Однако иллюзия постепенно заткала все дыры в своей паутине. Францу удавалось не замечать на лице больного следы пальцев, лепящих маску смерти. Он даже забыл о неминуемо надвигавшемся часе. Да и Жермен в присутствии друга оживлялся; его губы казались краснее, как будто он украдкой подкрашивал их. Как-то Аннета сказала ему об этом шутя. Он спросил:
– Это вы в шутку? Ну, так вы угадали. Я – старая кокетка… Бедный мальчик! Я боюсь его пугать…
Но когда начинался приступ болей, которых Жермен не мог осилить, он обычно просил Аннету увести Франца на прогулку, чтобы тот не видел его.

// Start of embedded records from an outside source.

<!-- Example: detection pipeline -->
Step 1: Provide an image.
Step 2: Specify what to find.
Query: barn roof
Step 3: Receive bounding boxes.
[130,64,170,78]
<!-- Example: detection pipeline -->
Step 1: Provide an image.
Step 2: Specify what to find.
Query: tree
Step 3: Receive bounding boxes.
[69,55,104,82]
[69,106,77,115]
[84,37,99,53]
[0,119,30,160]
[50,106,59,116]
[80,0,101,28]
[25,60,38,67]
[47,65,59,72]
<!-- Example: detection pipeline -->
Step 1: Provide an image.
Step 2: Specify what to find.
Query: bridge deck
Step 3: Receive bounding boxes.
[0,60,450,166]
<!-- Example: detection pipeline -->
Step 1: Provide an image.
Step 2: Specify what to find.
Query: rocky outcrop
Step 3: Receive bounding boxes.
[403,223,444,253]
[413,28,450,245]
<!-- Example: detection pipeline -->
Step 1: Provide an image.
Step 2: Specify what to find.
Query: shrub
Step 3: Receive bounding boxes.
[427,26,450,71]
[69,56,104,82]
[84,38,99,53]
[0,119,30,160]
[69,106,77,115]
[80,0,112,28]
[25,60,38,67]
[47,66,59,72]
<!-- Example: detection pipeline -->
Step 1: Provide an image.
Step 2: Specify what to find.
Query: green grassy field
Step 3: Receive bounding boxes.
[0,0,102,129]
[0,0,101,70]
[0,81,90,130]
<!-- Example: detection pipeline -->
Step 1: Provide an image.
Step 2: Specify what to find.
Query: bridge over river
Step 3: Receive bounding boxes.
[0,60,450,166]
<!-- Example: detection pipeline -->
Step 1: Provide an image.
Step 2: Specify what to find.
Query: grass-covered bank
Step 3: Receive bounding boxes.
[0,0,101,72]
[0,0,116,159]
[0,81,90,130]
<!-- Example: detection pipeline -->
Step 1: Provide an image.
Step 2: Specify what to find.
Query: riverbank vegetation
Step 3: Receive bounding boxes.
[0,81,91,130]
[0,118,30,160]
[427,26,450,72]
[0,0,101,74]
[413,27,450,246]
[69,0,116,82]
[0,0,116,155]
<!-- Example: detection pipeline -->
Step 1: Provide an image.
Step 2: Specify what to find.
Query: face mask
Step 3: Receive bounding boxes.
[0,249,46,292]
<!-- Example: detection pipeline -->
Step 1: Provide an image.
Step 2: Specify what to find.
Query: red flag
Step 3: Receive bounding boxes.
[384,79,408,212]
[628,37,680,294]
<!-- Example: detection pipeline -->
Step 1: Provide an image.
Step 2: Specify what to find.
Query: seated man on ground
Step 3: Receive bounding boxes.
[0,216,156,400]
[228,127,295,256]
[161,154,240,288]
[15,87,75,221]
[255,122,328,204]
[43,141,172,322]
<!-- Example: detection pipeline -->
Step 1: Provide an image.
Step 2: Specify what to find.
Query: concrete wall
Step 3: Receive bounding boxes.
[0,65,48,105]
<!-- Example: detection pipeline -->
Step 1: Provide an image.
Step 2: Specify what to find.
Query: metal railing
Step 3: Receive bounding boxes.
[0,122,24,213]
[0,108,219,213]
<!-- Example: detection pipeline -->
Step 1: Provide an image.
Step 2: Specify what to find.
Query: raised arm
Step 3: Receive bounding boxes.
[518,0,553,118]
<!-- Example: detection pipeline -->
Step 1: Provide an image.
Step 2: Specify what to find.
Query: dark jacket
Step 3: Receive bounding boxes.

Сначала предполагалось, что Аннета останется в Шато д'Экс на день, на два. Она намеревалась сдать друга на руки другу и на следующий же день вернуться в Париж. Но, увидев, в каком тяжелом состоянии находится Жермен, она отложила отъезд. Она не могла покинуть его на пороге царства мрака. Хотя Жермен ни о чем не просил ее (ему отвратительно было думать, что он обуза), тоскливая жажда ее присутствия невольно прорывалась у него наружу. Он теперь опасался остаться наедине с Францем, Аннета чувствовала, как она нужна двум друзьям. И отложила свой отъезд, несмотря на обязанности, призывавшие ее в Париж; хоть немного облегчить муки странника, который расставался с нашим Старым Материком, было для нее долгом, который перевешивал все остальное.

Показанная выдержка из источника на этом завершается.